Republication: Radical’s ‘After Dark #3’ and Media-Frenzied Politics

The thing to remember is, that the bullets were in Dorwan Stoddard’s back.

It’s been hard not to get angry reading After Dark, the series written by comics veteran Peter Milligan about a world created by filmmaker Antoine Fuqua, and Hollywood action hero, Wesley Snipes. This was always the blasted world we should have seen in the sequels to 1999’s the Matrix. The slow, brooding atmosphere, the climatological catastrophe, the implosion of human society, the rallying around a single, last-stand city. And not angry at After Dark directly, but angry at everything else. Angry at the idea that here in my hands was a piece of perfected science fiction. A handheld ultimate vision of what sci-fi could always have been, always promised to have been. Almost everything prior to After Dark glowed with a kind of nuclear radiation of being just a little less than it promised.

And After Dark glowed.

Milligan made the story shine with a true and clear color of its own. His gift lay in marrying those small and personal dramas, Brood and General Lau, Omar and the merchant who betrayed him to the Solar City police, the crew aboard Brood’s ‘ship of fools’, with the seemingly in canvas of a 50-page single issue. The twist in the tale then, when reading the concluding issue, is how seamlessly Milligan is able to move into a condition of rapidly progressing events.

The story has always been easy to follow. In a post-climatological-apocalypse world, humanity has ensconced itself in a last-hope outpost, Solar City. But now, internal dissent threatens to destroy Solar City itself, and with it, all post-Industrial Revolution technology. The stakes are high. The military junta in control of Solar City appoints Colonel Brood to gather a team of military and civilian operatives (including the Bedouin Omar whose people can ‘read’ the newly weaponized darkness of the skies and navigate thereby) to track down Angel, the one woman who can bring peace to the city.

Angel herself is a populist icon, beloved by all factions in the city. Her face is everywhere. Should she ever return to Solar City, humanity’s continued existence would be secure. Issue 3 is the story of Brood, Omar and the rest of the crew’s successful location of Angel and their collective return to the city.

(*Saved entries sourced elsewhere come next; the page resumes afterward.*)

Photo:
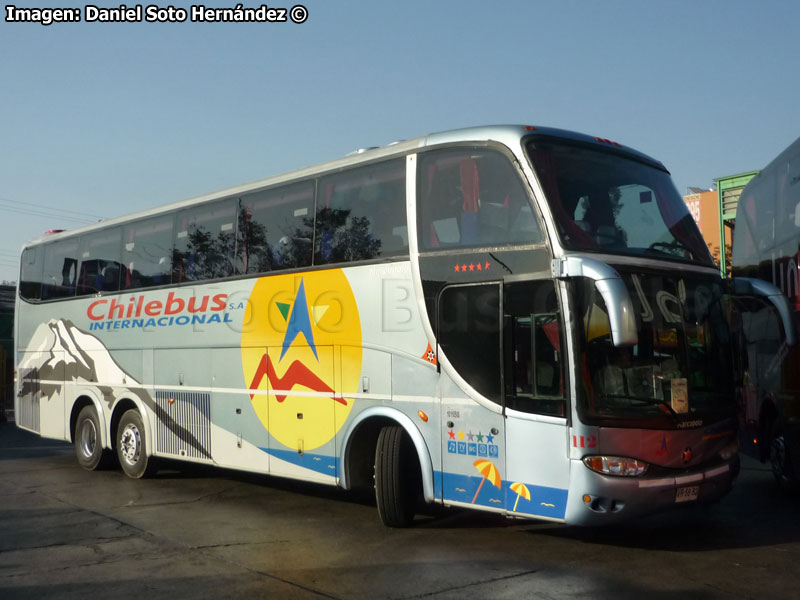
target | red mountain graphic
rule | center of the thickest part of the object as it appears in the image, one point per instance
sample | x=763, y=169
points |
x=296, y=374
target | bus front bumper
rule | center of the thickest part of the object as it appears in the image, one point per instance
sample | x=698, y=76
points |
x=597, y=499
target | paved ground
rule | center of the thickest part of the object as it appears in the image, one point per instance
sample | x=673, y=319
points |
x=204, y=533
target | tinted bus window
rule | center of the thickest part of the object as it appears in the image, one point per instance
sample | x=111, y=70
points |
x=534, y=380
x=100, y=267
x=205, y=242
x=469, y=334
x=276, y=229
x=472, y=197
x=60, y=269
x=147, y=252
x=361, y=214
x=30, y=280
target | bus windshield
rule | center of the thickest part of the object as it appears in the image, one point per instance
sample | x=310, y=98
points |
x=681, y=368
x=605, y=201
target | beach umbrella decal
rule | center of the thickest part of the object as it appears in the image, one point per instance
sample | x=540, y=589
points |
x=490, y=472
x=522, y=492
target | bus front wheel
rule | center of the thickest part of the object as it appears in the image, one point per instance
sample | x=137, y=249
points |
x=779, y=459
x=395, y=482
x=88, y=442
x=132, y=446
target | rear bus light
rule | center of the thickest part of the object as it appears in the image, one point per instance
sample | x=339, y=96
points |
x=616, y=465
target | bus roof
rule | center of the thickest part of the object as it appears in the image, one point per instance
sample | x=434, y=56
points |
x=509, y=135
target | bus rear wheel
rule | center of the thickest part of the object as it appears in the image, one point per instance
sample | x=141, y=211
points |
x=395, y=482
x=88, y=442
x=132, y=446
x=779, y=460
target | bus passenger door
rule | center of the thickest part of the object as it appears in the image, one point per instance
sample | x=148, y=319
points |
x=535, y=400
x=469, y=336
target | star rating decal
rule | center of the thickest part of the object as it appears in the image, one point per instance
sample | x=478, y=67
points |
x=480, y=266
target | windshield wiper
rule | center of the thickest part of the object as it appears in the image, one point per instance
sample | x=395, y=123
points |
x=645, y=400
x=668, y=248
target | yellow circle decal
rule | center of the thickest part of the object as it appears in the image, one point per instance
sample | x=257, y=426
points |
x=301, y=355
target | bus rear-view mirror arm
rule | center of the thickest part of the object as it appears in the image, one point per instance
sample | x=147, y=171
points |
x=750, y=286
x=609, y=284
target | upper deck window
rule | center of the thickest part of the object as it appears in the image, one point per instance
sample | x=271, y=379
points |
x=205, y=242
x=604, y=201
x=361, y=214
x=147, y=253
x=276, y=229
x=472, y=197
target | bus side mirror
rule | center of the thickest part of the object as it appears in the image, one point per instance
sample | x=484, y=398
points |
x=749, y=286
x=609, y=284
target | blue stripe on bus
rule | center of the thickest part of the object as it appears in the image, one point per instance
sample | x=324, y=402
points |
x=544, y=501
x=319, y=463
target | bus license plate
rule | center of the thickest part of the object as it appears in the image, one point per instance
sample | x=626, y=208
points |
x=687, y=494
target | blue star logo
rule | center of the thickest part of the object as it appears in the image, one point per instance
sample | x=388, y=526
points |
x=299, y=322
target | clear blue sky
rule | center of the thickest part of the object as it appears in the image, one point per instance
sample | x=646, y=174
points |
x=107, y=119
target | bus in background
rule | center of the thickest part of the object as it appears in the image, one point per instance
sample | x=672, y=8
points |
x=516, y=319
x=767, y=246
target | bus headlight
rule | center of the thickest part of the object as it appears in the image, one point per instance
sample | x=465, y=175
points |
x=616, y=465
x=729, y=451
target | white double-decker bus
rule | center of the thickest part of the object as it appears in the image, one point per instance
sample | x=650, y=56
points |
x=517, y=319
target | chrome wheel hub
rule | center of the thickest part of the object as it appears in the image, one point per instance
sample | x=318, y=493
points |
x=88, y=438
x=130, y=443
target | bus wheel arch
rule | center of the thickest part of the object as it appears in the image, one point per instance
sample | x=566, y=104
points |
x=388, y=433
x=132, y=440
x=88, y=435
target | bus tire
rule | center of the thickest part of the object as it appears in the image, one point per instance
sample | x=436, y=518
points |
x=395, y=492
x=88, y=441
x=779, y=459
x=132, y=446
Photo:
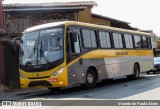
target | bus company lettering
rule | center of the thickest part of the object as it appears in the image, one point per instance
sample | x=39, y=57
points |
x=121, y=53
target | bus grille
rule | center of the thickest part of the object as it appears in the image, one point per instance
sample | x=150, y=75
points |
x=39, y=83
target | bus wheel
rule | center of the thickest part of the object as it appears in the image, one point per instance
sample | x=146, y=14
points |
x=90, y=79
x=136, y=72
x=55, y=89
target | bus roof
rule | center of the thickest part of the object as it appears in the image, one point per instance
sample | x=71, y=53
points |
x=43, y=26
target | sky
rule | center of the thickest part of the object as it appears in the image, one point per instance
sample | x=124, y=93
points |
x=142, y=14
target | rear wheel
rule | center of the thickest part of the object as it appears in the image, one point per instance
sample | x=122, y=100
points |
x=55, y=89
x=90, y=79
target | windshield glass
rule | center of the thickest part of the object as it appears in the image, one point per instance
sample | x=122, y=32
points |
x=42, y=47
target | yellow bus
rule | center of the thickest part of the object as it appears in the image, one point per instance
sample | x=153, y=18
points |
x=67, y=54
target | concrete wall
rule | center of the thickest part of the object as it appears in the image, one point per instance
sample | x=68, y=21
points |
x=100, y=21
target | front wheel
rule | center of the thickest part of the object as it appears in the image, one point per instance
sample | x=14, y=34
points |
x=136, y=72
x=55, y=89
x=90, y=79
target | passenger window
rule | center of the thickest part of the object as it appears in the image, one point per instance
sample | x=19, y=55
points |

But more than that, it is the story of Angel’s reinstallation into the life of Solar City.

After Dark is so wholly, beguilingly seductive, that it is hard not to find your Introduction To Philosophy roots, pickup up a copy of Plato’s Republic and read Angel as the Philosopher-King who left the Cave only to return in the hopes of liberating her people. But this move is cheap, and easy, and wrong. And it’s not worthy of you, and it’s not worthy of the clear work done by Milligan to comment on the political situation of today.

The thing to remember is, that when Jared Loughner began his shooting spree in January this year… the thing to remember is, the bullets ended up in Dorwan Stoddard’s back. Not because he was a coward, not because he was attempting to escape or to hide, but because, in the midst of the chaos, he rolled over and protected his wife.

Writing for TIME, David von Drehle makes a clear connection between the actions of the madmen, and the political environment of perpetual hype. “Right or left, their genius is for dramatizing trivial things”, von Drehle reminds us, “there is no other way than to remain outraged 24/7”. Von Drehle is writing about the political message machine, both left and right that retunes the world around us as a constantly politically-charged landscape.

When Angel returns, it feels like a time of hope again. But things quickly get darker. Milligan’s pen is direct firmly against the use of hope as a political currency. Because the dark side of that, and arguably the logical extension, is the dramatizing of the trivial. And it is with that dramatizing, that bullets fly.

After Dark #3 is $5 for 50 pages of story with gorgeous art lovingly supplied by the suspiciously skillful Leonardo Manco. But for the measured, somber, meaningful meditation on the state of the political landscape, $5 seems like too little to pay. After Dark’s story is wonderful, but at its heart, its political commentary is so clear, I want to pay more.